In data processing systems, magnetic disc drives are often used as direct access storage devices. In such devices, read/write heads are used to write data on or read data from an adjacently rotating hard or flexible disk. To prevent damage to either the disc or the read/write head, it has been recognized that the surface of the disc should be very flat and free of any bumps or the like which might be contacted by the read/write head. Also, the read/write heads have been designed so that they will fly over the surface of the rotating disc with a small fly height which is maintained by a film of air. During its flight, the head undergoes continuous vibration, pitch and roll as the topography of the disc changes beneath the head. If the quality of the disc or the read/write head is poor, occasional rubbing or sharp contact may occur between the disc and the read/write head. Such contact may damage the head or the disc, cause loss of valuable data, or all of these.
In order to certify that a magnetic disc is adequately smooth for use in a disc drive system, glide height tests must be performed on the disc. Glide height testing is used to verify that a magnetic recording disc is able to accommodate a specified glide height. As the density of data recorded on magnetic discs continues to increase, the flying height or glide height of magnetic transducers with respect to the disc must be reduced to accurately read and write information on the disc. As a result, the magnetic recording disc must accommodate the lower glide height of the transducer and the slider supporting it, meaning that the disc surface must be extremely smooth and uniform.
Since glide head technology relies on direct contact with a defect in order to function, the range of detectable defect sizes (or defect bandwidth) is limited by the design of the probing structure. Glide heads designed to detect large defects (macro-defects) generally can not detect nano-defects, while those designed to detect nano-defects are at risk of damage by large, catastrophic defects. In addition, more stringent requirements exist for testing the extreme inner and outer radii of the media. Probing technology must be able to function on these areas as well.

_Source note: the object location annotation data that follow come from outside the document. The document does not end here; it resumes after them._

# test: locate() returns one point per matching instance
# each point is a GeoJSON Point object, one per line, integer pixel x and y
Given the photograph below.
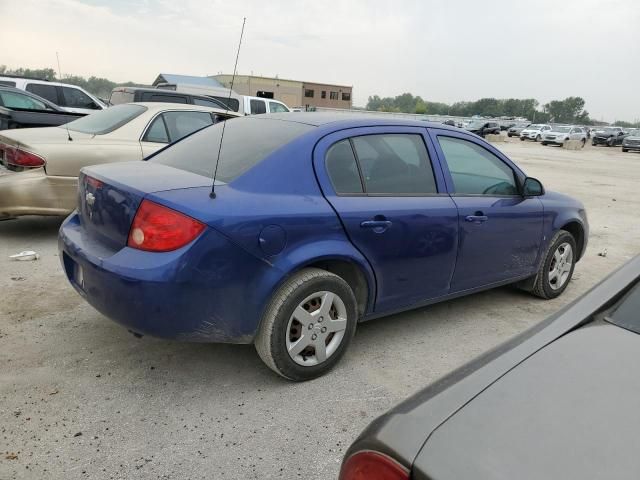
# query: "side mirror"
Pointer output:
{"type": "Point", "coordinates": [532, 187]}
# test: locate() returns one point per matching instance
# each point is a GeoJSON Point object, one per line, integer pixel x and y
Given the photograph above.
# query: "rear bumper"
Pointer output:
{"type": "Point", "coordinates": [201, 292]}
{"type": "Point", "coordinates": [36, 193]}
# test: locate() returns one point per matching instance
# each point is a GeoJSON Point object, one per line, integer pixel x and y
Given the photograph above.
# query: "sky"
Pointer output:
{"type": "Point", "coordinates": [442, 50]}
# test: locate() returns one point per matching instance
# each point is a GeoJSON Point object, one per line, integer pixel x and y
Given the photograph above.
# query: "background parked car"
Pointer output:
{"type": "Point", "coordinates": [534, 132]}
{"type": "Point", "coordinates": [632, 141]}
{"type": "Point", "coordinates": [41, 165]}
{"type": "Point", "coordinates": [559, 134]}
{"type": "Point", "coordinates": [69, 97]}
{"type": "Point", "coordinates": [560, 401]}
{"type": "Point", "coordinates": [515, 130]}
{"type": "Point", "coordinates": [609, 136]}
{"type": "Point", "coordinates": [20, 109]}
{"type": "Point", "coordinates": [121, 95]}
{"type": "Point", "coordinates": [482, 127]}
{"type": "Point", "coordinates": [179, 259]}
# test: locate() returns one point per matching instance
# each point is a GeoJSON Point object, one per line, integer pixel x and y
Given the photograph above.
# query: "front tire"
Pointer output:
{"type": "Point", "coordinates": [308, 325]}
{"type": "Point", "coordinates": [556, 269]}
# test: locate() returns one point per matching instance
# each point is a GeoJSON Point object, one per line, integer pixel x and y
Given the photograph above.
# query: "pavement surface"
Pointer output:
{"type": "Point", "coordinates": [82, 398]}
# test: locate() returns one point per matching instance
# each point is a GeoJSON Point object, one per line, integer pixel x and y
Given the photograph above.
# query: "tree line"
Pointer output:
{"type": "Point", "coordinates": [569, 110]}
{"type": "Point", "coordinates": [98, 86]}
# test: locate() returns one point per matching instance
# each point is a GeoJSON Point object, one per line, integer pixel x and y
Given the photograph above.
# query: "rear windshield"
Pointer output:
{"type": "Point", "coordinates": [626, 313]}
{"type": "Point", "coordinates": [247, 141]}
{"type": "Point", "coordinates": [106, 121]}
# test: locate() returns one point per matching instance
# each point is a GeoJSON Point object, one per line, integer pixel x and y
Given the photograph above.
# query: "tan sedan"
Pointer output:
{"type": "Point", "coordinates": [39, 167]}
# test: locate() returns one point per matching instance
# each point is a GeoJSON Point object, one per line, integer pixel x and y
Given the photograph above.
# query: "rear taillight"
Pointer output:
{"type": "Point", "coordinates": [370, 465]}
{"type": "Point", "coordinates": [160, 229]}
{"type": "Point", "coordinates": [21, 158]}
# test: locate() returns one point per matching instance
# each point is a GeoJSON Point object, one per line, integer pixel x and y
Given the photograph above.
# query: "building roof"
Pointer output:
{"type": "Point", "coordinates": [282, 79]}
{"type": "Point", "coordinates": [187, 79]}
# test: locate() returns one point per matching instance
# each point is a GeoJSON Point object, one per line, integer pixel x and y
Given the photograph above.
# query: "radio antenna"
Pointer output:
{"type": "Point", "coordinates": [60, 75]}
{"type": "Point", "coordinates": [224, 125]}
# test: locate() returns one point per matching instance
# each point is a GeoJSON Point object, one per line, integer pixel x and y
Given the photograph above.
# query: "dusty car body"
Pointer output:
{"type": "Point", "coordinates": [557, 402]}
{"type": "Point", "coordinates": [39, 167]}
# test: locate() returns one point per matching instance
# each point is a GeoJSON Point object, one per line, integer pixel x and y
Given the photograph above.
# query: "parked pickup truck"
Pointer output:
{"type": "Point", "coordinates": [19, 109]}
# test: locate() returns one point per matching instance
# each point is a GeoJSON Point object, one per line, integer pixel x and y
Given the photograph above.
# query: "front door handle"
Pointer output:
{"type": "Point", "coordinates": [378, 226]}
{"type": "Point", "coordinates": [476, 218]}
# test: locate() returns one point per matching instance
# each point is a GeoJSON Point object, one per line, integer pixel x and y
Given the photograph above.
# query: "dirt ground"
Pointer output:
{"type": "Point", "coordinates": [82, 398]}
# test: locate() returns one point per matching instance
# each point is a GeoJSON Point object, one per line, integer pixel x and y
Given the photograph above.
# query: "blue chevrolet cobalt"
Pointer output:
{"type": "Point", "coordinates": [316, 222]}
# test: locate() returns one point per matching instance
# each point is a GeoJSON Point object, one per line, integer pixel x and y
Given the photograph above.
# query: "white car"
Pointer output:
{"type": "Point", "coordinates": [534, 132]}
{"type": "Point", "coordinates": [39, 167]}
{"type": "Point", "coordinates": [562, 133]}
{"type": "Point", "coordinates": [70, 98]}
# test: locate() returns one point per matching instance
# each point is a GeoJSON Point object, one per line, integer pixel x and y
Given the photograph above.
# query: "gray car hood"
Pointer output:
{"type": "Point", "coordinates": [572, 410]}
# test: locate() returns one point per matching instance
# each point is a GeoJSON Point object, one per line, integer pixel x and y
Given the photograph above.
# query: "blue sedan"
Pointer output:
{"type": "Point", "coordinates": [318, 222]}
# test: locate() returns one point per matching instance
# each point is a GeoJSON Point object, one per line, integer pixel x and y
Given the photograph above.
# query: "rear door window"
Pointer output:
{"type": "Point", "coordinates": [258, 107]}
{"type": "Point", "coordinates": [476, 171]}
{"type": "Point", "coordinates": [74, 98]}
{"type": "Point", "coordinates": [17, 100]}
{"type": "Point", "coordinates": [247, 141]}
{"type": "Point", "coordinates": [48, 92]}
{"type": "Point", "coordinates": [181, 124]}
{"type": "Point", "coordinates": [395, 164]}
{"type": "Point", "coordinates": [157, 132]}
{"type": "Point", "coordinates": [343, 169]}
{"type": "Point", "coordinates": [206, 103]}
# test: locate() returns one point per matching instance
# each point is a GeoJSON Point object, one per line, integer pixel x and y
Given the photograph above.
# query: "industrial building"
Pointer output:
{"type": "Point", "coordinates": [294, 93]}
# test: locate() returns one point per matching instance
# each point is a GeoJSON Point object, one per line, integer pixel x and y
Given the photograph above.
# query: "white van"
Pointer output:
{"type": "Point", "coordinates": [242, 104]}
{"type": "Point", "coordinates": [70, 98]}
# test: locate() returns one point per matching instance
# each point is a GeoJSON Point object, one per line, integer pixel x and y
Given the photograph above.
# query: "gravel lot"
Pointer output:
{"type": "Point", "coordinates": [82, 398]}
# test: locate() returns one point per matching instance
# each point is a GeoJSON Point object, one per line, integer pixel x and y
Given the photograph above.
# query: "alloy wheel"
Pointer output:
{"type": "Point", "coordinates": [316, 328]}
{"type": "Point", "coordinates": [560, 267]}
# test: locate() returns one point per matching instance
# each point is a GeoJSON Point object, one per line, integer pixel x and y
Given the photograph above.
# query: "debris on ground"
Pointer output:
{"type": "Point", "coordinates": [25, 256]}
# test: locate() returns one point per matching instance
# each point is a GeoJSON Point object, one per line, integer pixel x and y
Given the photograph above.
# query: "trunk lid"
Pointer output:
{"type": "Point", "coordinates": [109, 195]}
{"type": "Point", "coordinates": [40, 136]}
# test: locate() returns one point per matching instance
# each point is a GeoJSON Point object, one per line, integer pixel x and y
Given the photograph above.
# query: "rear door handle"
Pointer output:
{"type": "Point", "coordinates": [476, 218]}
{"type": "Point", "coordinates": [378, 226]}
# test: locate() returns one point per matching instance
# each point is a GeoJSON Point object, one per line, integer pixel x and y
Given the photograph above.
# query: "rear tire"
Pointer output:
{"type": "Point", "coordinates": [556, 269]}
{"type": "Point", "coordinates": [308, 325]}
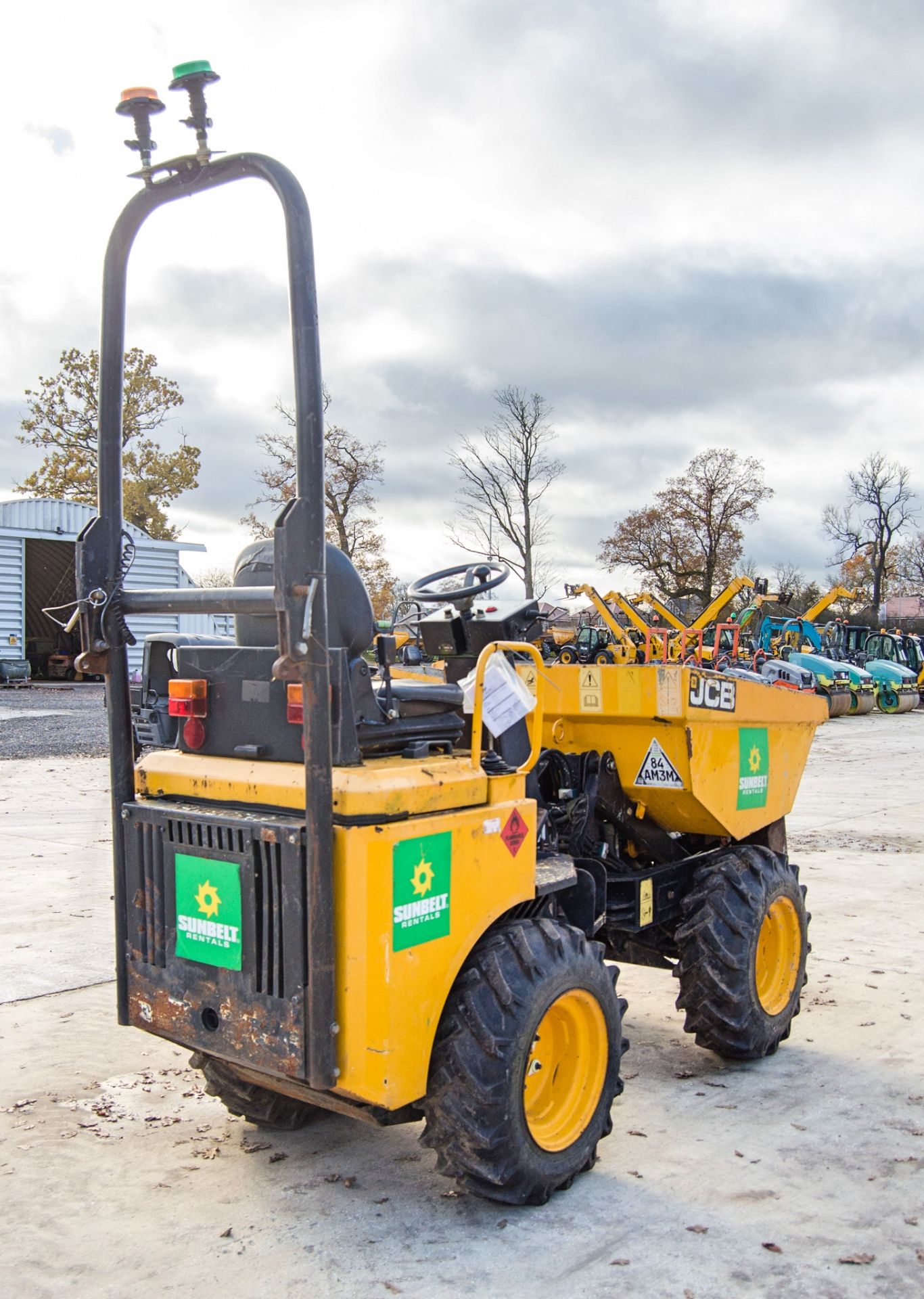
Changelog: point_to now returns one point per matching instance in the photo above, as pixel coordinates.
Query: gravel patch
(52, 721)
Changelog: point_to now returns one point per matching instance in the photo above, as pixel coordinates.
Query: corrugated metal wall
(47, 524)
(59, 518)
(12, 568)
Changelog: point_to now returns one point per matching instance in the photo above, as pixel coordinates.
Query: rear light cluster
(296, 710)
(189, 699)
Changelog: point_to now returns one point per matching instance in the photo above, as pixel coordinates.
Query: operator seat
(420, 712)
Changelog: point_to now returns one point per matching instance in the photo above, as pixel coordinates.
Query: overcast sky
(685, 224)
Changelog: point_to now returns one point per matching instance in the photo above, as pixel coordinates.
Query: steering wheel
(478, 578)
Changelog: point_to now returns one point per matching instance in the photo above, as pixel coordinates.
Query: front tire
(742, 949)
(526, 1064)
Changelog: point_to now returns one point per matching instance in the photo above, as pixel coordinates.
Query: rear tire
(247, 1101)
(533, 995)
(742, 946)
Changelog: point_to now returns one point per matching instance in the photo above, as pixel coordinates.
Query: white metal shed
(37, 570)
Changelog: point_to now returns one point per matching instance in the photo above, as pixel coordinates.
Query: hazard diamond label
(515, 831)
(658, 769)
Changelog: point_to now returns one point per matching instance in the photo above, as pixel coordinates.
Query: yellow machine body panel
(381, 786)
(701, 752)
(411, 896)
(393, 977)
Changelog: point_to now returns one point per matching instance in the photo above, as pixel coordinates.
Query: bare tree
(505, 474)
(691, 541)
(351, 468)
(880, 503)
(214, 577)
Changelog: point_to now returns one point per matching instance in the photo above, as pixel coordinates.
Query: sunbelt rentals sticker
(421, 890)
(208, 911)
(753, 767)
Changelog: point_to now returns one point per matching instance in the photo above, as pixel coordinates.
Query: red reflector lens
(194, 733)
(296, 712)
(187, 698)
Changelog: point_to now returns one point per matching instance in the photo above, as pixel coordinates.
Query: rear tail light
(187, 698)
(296, 712)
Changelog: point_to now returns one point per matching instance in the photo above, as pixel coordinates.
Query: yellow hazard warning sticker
(646, 903)
(589, 690)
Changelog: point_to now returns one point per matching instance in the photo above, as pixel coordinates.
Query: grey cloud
(654, 338)
(640, 77)
(59, 137)
(234, 300)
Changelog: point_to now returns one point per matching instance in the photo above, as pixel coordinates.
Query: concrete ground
(118, 1175)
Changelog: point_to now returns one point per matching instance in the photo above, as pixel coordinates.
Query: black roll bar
(299, 593)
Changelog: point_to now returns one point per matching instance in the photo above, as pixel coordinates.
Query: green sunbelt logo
(208, 911)
(753, 767)
(421, 889)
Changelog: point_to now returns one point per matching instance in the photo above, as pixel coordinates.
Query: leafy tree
(880, 503)
(352, 467)
(63, 422)
(691, 541)
(505, 474)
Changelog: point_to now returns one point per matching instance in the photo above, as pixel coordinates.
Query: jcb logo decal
(711, 693)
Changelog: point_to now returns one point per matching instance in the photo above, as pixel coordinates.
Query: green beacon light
(193, 77)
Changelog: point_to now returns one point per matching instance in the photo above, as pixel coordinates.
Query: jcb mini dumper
(340, 898)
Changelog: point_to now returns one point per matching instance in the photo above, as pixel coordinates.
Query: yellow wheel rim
(779, 955)
(565, 1070)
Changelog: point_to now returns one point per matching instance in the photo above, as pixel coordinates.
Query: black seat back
(351, 624)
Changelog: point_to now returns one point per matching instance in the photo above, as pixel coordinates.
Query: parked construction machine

Media certification designs incorporate a wide contact area on the air bearing topographical surface. The detection pad may be minimally on the order of 8 to 10 mils wide in order to accommodate an adequate track step size, which is required for production throughput. If multiple contact pads are integrated into the design for inner diameter/outer diameter access, then there is no way to determine which pad is excited, and thus the defect event can be anywhere within the entire slider width. This leaves great uncertainty as to the precise location of defects, and can result in large areas of the media being labeled as defect zones rather than precise locations. This leads to lower data storage capacity of the media than may in fact be available.
There is also a physical limit to glide head capability to resolve smaller defects. Although the surface is wide and durable, very small defects fail to significantly induce slider body modes required to excite ex situ or sensor attached configurations. As the requirement to detect micro and nano-defects comes into play, these even become more of an issue.